Equilíbrio entre modernização e valorização é solução ideal
O debate segue dividido entre a necessidade de modernizar o Estado e a preservação das garantias dos servidores. Para Carlos Pessoa Aquino, a proposta ainda precisa encontrar um equilíbrio mais preciso entre eficiência administrativa e valorização dos profissionais do serviço público.
“Embora a busca por eficiência seja crucial, é igualmente importante garantir que os servidores sejam valorizados e reconhecidos pelo seu papel fundamental no funcionamento do Estado. Isso envolve remuneração justa, capacitação contínua e boas condições de trabalho — elementos essenciais para a prestação de serviços públicos de qualidade”, pondera.

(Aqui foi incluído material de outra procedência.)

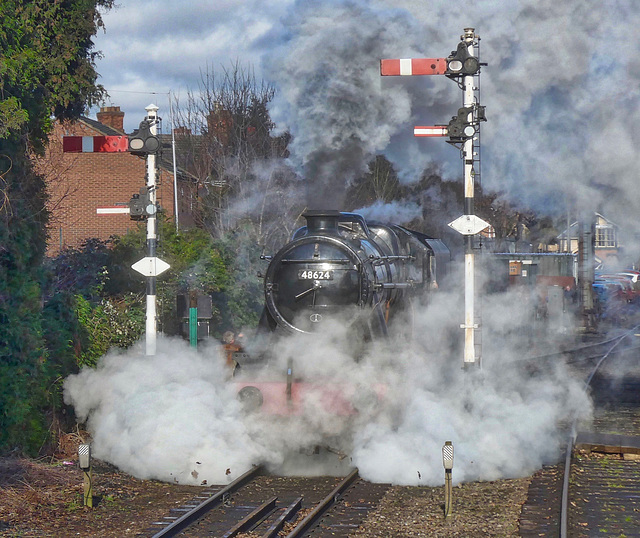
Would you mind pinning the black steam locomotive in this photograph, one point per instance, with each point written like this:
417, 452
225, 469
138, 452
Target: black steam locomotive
340, 267
337, 271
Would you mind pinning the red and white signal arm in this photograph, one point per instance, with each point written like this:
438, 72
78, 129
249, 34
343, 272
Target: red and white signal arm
95, 144
431, 130
413, 66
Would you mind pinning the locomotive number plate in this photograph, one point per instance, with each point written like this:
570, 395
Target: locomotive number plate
308, 274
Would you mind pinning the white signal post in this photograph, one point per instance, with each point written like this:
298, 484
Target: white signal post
151, 315
470, 325
462, 65
150, 266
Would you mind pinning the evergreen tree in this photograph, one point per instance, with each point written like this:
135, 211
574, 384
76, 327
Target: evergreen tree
46, 70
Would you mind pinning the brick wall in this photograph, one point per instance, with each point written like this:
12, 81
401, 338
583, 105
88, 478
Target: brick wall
79, 183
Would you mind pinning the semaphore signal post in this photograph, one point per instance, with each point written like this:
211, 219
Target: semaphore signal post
462, 66
142, 206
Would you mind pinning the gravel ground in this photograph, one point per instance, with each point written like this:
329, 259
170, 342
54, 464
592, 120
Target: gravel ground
44, 499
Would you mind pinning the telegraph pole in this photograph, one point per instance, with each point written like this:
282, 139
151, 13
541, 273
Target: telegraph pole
462, 66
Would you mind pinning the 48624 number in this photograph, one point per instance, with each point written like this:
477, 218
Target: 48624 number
309, 274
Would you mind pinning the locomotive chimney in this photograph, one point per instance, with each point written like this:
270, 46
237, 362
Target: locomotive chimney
323, 220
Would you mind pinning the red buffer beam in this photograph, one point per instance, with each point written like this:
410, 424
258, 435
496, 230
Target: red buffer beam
95, 144
431, 130
413, 66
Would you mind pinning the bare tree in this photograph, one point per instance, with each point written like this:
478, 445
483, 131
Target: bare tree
226, 142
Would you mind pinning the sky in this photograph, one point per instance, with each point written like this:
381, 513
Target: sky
561, 94
560, 88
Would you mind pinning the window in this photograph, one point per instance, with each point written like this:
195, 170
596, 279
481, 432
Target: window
605, 236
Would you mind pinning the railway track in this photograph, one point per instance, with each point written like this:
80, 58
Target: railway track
596, 490
270, 506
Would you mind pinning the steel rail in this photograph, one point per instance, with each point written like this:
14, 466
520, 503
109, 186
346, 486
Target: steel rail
323, 506
287, 515
183, 522
253, 518
564, 502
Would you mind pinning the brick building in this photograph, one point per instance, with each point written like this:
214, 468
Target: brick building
78, 184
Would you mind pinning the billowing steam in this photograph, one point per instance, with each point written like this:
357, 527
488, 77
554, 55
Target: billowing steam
561, 91
174, 416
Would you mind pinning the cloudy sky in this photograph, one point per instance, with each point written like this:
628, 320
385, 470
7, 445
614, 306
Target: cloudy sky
560, 89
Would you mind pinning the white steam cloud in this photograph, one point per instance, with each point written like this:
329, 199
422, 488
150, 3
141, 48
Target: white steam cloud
561, 94
561, 91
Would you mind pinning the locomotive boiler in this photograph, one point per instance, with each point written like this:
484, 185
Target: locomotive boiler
341, 268
338, 271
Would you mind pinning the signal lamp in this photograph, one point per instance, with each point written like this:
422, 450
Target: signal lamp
461, 63
461, 127
142, 141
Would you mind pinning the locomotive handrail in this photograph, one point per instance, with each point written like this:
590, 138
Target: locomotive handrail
316, 260
391, 258
394, 285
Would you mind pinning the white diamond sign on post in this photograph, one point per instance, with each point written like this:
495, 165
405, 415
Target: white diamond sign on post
469, 224
150, 266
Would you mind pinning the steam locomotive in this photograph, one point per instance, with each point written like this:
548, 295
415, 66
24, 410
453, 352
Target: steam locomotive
339, 267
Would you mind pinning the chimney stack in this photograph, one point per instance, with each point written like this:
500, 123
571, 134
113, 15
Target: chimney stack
111, 116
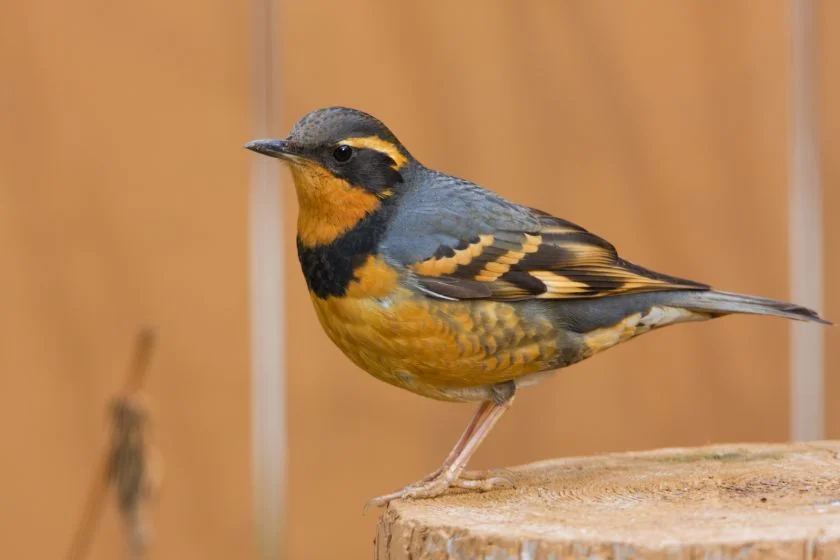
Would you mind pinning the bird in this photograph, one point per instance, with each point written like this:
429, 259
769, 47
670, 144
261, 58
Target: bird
439, 286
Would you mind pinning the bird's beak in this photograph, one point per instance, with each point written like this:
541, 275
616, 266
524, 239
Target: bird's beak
281, 149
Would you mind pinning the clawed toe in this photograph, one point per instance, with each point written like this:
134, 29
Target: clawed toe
433, 486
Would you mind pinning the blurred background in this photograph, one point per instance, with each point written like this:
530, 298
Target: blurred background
678, 130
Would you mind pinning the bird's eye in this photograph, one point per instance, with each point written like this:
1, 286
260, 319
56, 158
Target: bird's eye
342, 154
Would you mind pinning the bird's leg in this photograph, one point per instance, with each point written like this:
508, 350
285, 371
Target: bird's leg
449, 475
462, 441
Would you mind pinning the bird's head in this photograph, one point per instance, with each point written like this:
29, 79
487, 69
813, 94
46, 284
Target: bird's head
345, 163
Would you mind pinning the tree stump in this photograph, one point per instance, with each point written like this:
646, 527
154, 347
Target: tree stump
725, 501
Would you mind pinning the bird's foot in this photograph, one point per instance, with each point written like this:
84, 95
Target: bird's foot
437, 483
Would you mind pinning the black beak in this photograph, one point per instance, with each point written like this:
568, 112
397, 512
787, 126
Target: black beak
282, 149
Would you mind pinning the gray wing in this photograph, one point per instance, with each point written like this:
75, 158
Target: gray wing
441, 211
460, 241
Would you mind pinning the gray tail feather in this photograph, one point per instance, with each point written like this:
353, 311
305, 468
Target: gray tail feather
726, 302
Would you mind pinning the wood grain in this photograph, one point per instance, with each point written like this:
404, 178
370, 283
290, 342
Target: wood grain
727, 501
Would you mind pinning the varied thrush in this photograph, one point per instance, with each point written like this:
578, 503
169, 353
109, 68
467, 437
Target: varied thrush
439, 286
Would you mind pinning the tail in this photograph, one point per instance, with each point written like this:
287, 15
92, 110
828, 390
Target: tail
723, 303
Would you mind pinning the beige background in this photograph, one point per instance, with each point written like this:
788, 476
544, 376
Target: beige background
123, 201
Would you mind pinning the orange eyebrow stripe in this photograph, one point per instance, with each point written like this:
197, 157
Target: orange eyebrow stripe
380, 145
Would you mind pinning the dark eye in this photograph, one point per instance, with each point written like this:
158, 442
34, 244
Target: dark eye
343, 154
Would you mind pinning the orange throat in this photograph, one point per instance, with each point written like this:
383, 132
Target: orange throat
329, 206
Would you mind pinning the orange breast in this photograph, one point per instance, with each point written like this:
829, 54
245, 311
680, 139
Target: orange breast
430, 346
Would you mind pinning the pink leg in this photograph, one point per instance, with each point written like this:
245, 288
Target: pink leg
465, 436
448, 475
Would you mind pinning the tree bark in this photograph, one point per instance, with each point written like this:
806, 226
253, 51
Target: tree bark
726, 501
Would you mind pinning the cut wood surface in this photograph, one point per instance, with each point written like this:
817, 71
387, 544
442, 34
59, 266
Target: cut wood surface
725, 501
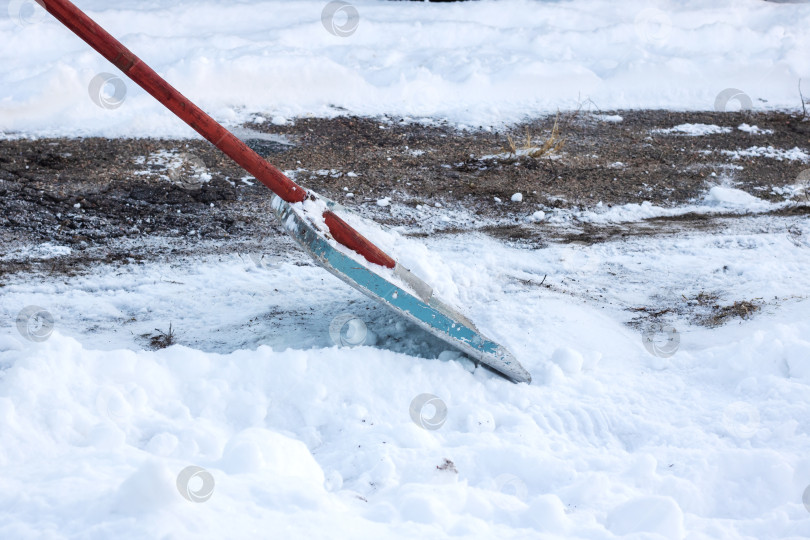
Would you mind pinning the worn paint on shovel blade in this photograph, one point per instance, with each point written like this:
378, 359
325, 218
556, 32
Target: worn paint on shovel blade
402, 292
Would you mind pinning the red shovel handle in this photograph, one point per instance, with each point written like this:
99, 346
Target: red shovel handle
111, 49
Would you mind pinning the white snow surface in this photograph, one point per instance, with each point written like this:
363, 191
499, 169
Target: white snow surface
486, 63
305, 439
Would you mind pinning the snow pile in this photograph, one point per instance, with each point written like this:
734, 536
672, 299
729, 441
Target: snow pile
476, 64
282, 432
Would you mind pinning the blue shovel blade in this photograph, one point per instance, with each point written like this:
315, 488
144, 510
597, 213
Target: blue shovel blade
399, 290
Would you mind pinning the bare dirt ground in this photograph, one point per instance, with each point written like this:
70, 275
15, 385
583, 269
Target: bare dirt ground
119, 200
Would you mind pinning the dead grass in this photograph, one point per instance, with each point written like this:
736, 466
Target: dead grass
553, 144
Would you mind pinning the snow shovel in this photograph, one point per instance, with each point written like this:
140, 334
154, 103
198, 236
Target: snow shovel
312, 220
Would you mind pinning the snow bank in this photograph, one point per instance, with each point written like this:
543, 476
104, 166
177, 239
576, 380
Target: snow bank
476, 64
294, 437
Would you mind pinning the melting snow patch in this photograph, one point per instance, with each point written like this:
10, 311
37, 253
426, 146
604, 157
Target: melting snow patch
694, 130
754, 130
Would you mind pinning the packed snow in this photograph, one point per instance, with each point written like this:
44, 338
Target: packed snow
256, 396
474, 64
300, 437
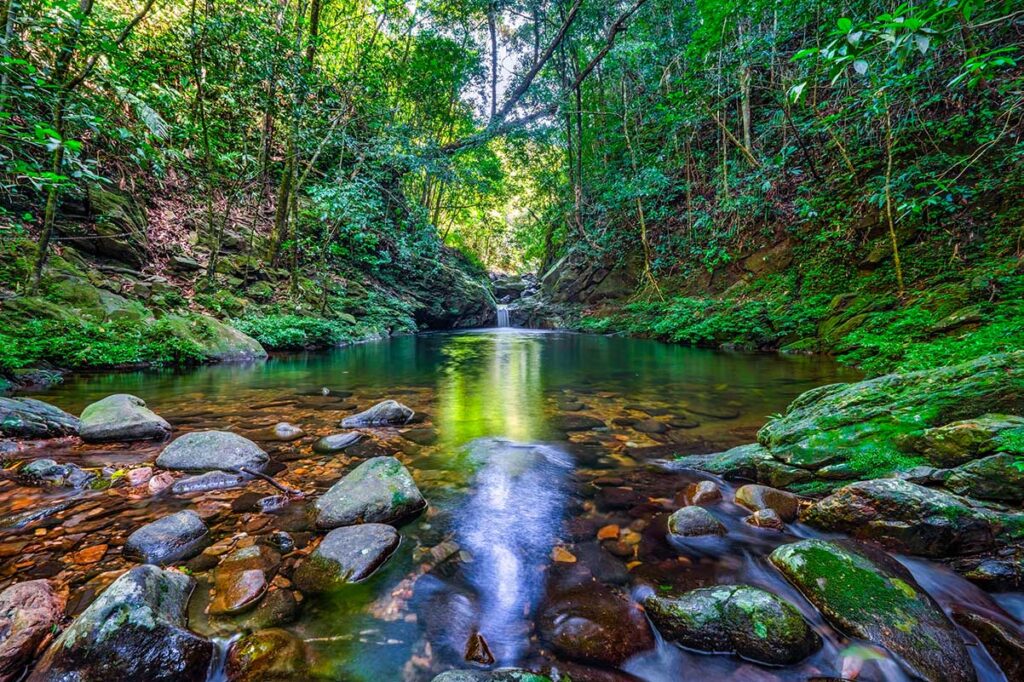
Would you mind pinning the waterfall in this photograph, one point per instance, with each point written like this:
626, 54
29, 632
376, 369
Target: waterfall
503, 315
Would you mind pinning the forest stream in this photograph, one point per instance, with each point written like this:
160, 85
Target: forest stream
543, 460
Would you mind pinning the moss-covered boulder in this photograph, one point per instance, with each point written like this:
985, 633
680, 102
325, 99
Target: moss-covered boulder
379, 491
867, 594
135, 630
908, 517
742, 620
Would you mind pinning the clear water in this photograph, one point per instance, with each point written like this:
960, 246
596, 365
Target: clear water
509, 493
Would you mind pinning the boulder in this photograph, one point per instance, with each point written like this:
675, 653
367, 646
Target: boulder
694, 521
758, 498
905, 517
135, 630
997, 477
168, 540
122, 417
336, 442
210, 451
346, 555
379, 491
28, 418
388, 413
595, 624
30, 612
742, 620
961, 441
866, 594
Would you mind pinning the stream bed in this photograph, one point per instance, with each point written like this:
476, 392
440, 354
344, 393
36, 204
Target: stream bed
529, 446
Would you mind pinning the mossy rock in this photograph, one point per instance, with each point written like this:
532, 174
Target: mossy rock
866, 594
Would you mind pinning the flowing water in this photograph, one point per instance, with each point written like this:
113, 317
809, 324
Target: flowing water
515, 502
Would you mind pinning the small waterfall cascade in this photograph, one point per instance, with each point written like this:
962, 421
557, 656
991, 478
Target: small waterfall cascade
503, 315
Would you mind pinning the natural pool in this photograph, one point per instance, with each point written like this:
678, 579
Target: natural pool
527, 445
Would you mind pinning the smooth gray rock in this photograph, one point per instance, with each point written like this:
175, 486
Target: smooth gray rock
383, 414
122, 417
346, 555
28, 418
168, 540
135, 630
379, 491
210, 451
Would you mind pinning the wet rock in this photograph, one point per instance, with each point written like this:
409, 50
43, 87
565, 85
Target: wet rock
28, 418
286, 432
1003, 643
766, 518
210, 451
595, 624
48, 472
346, 555
997, 477
866, 594
29, 613
424, 436
958, 442
694, 521
169, 540
747, 621
388, 413
379, 491
704, 493
336, 442
266, 654
906, 517
135, 630
576, 423
211, 480
757, 498
122, 417
242, 579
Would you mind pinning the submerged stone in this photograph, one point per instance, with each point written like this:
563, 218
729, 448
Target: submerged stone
122, 417
379, 491
135, 630
867, 594
750, 622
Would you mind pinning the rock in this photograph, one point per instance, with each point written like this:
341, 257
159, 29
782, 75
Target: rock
122, 417
168, 540
962, 441
766, 518
757, 498
998, 477
704, 493
286, 432
1003, 643
694, 521
379, 491
336, 442
28, 418
905, 517
867, 594
346, 555
209, 451
594, 624
48, 472
388, 413
30, 612
747, 621
242, 579
854, 422
135, 630
266, 654
211, 480
576, 423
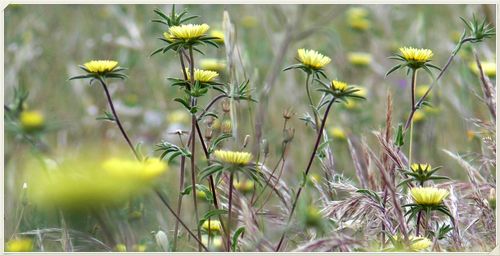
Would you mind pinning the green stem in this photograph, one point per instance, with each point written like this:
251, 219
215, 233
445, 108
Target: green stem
311, 159
413, 109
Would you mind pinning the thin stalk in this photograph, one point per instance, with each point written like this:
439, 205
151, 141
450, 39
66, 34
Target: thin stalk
311, 103
311, 159
230, 213
179, 202
441, 73
413, 108
164, 201
117, 119
193, 146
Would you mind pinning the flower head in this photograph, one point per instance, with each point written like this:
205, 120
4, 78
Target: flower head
101, 66
31, 120
312, 58
244, 186
212, 226
204, 76
416, 55
19, 245
424, 167
338, 86
188, 31
428, 196
359, 58
233, 157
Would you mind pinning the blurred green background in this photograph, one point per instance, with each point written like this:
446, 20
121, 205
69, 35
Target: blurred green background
45, 43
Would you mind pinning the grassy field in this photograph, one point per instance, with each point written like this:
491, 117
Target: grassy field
72, 182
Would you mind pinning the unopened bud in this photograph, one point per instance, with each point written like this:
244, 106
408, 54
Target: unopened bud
226, 106
265, 147
226, 126
208, 134
288, 113
245, 141
288, 135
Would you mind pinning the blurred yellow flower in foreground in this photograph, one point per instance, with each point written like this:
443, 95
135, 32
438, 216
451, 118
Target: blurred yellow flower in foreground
219, 34
188, 31
19, 245
213, 64
203, 76
233, 157
312, 58
338, 85
416, 55
425, 167
489, 68
31, 120
359, 58
417, 243
100, 66
428, 195
86, 182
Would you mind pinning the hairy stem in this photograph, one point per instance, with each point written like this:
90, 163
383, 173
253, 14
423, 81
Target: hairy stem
311, 159
117, 119
164, 200
230, 213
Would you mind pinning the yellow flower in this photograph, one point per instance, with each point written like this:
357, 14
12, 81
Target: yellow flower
219, 34
243, 186
233, 157
416, 55
215, 242
212, 225
338, 85
19, 245
132, 169
312, 59
337, 133
359, 58
121, 248
489, 68
87, 182
139, 248
178, 116
419, 243
425, 167
31, 120
212, 64
428, 195
188, 31
203, 76
100, 66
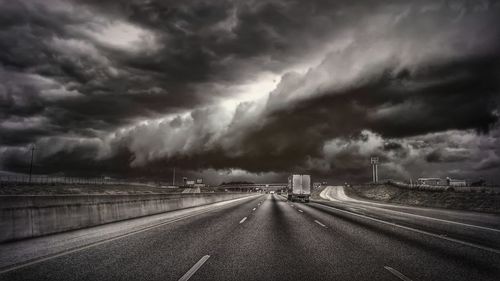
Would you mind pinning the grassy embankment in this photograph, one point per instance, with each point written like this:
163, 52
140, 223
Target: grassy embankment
472, 201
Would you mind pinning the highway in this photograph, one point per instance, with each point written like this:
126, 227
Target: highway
265, 237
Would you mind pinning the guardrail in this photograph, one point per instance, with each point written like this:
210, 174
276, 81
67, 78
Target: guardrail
30, 216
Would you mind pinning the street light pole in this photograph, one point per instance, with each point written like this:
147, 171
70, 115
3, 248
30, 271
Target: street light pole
374, 162
31, 162
173, 178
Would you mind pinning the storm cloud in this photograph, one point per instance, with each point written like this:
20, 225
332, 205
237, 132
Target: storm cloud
255, 87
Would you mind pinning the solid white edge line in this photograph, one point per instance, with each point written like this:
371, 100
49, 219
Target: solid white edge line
318, 222
397, 273
496, 251
195, 268
77, 249
431, 218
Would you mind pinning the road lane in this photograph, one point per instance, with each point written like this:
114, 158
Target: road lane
471, 227
162, 253
417, 255
274, 242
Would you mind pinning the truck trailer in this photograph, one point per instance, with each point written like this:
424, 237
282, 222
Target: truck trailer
299, 187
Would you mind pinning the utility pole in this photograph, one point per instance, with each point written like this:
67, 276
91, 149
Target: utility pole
31, 162
173, 178
374, 162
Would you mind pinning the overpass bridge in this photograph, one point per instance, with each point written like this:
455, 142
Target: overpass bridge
253, 186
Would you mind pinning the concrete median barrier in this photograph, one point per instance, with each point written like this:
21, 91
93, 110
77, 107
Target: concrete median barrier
31, 216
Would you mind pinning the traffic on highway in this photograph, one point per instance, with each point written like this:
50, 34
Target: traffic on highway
262, 237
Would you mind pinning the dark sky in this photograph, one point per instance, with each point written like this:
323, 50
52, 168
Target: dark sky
251, 89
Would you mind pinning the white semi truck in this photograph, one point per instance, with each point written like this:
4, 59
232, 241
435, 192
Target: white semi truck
299, 187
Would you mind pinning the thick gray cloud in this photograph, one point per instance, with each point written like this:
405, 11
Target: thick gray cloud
135, 88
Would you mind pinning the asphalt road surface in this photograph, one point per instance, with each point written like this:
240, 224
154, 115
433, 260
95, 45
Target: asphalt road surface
262, 238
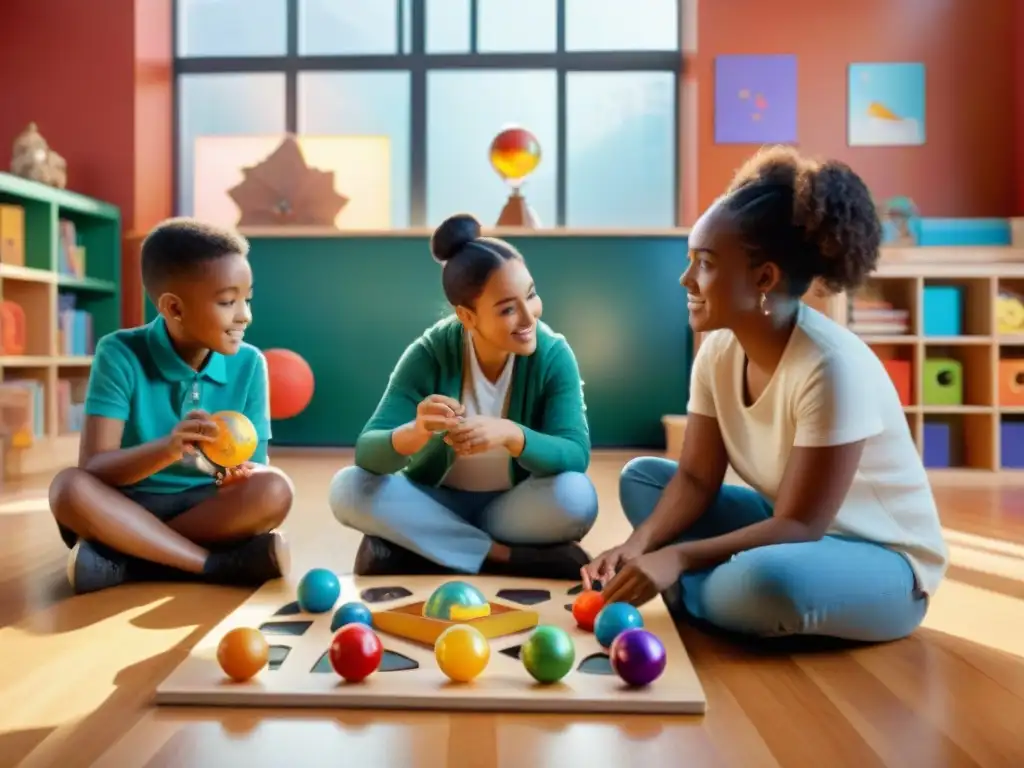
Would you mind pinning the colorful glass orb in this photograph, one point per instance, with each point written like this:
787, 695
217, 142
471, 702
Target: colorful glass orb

O especialista enfatiza que o sucesso da reforma dependerá não apenas das mudanças legais, mas de uma transformação cultural.
“As leis são fundamentais para estabelecer um marco regulatório claro e eficaz, mas a implementação dessas leis requer uma mudança de cultura dentro da administração pública. É necessário que os gestores públicos estejam comprometidos com a eficiência, a transparência e a participação cidadã para que a reforma seja bem-sucedida,” destaca.
Entidades sindicais têm se manifestado contrariamente à proposta. Para Fernando Freitas, coordenador do Sindicato dos Trabalhadores da Educação Tecnológica da Paraíba (Sintef-PB), a medida enfraquece o caráter técnico da gestão pública e pode abrir espaço para interferências políticas.
“Nossa avaliação é que a reforma administrativa representa um ataque à moralidade nos serviços públicos. Ela atende aos anseios do capital e vai favorecer políticos, diminuindo a qualidade dos serviços públicos e aumentando a possibilidade de apadrinhamento e corrupção”, opina.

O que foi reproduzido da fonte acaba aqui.